Hooray for Buggy Software???

Article
10/04/2010

No this is not a piece on job security for Software QA Professionals. I was recently at a Test Team sprint-end demo. For at least two of the projects shown, the metric of interest to Dev managements was, “how many bugs did you find?” and when the answer was either a high number or a high severity (“Three hi-Sev ones!”) the response was applause.

This seemed wrong to me.

My first reaction is, OK, let’s re-phrase this….

“How many high severity defects did we just design and implement into our product?”....”Three?”....”That’s great! (applause)”

"Oh Test team, did you catch our graven mistakes?"...."Three of them?"....."Thank you test team! (applause)"

graven: past tense of grave

grave: serious, fraught with danger or peril

IOW...very dangerous, but no longer our problem... :-)

This would indicate that asking "how many bugs?" is the wrong approach, and I dutifully chastised the assembled as such. But then later I thought...I too have fallen prey to the siren song of this particular metric... not just long ago in my unenlightened days but even more recently...why? And what does this mean for the validity of "how many bugs?" Here is my conclusion....

Three Stages

The world of the software development Life-cycle can be sliced and diced many different ways. Here, to make my point, I will delineate three stages.
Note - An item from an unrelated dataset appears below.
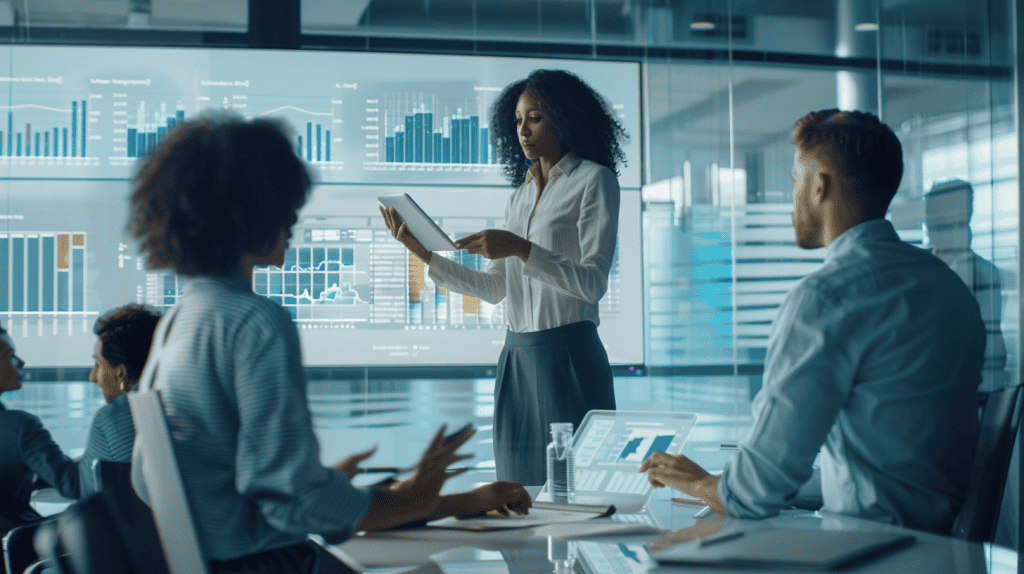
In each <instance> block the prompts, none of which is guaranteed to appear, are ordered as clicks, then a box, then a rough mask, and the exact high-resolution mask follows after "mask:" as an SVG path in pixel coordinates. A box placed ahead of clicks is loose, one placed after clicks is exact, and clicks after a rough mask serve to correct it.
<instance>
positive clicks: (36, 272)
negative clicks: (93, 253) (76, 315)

The bulleted items are the quality centric activities we engage in at each step.

When we ask how many bugs did we find, we are focusing on Stage 2. So asking the question is not wrong in itself, but it is an error of omission in that we neglect the contribution and impact on quality of stages 1 and 3.

Stage 1 Quality

When I make the titular quips earlier in this blog entry, I am saying that high bug counts in stage 2 may mean we have a breakdown of quality in stage 1. While developers often lead the design, a solid quality design will be the result of contributions from Test (system suitability and testability) and Program Management (customer focus). Implementation quality is not only dependent on good development practices, but can be integrally tied to unit testing when Test-Driven Development (TDD) is used. If not then the unit tests still can provide foundational insight that what we asked for is what we got.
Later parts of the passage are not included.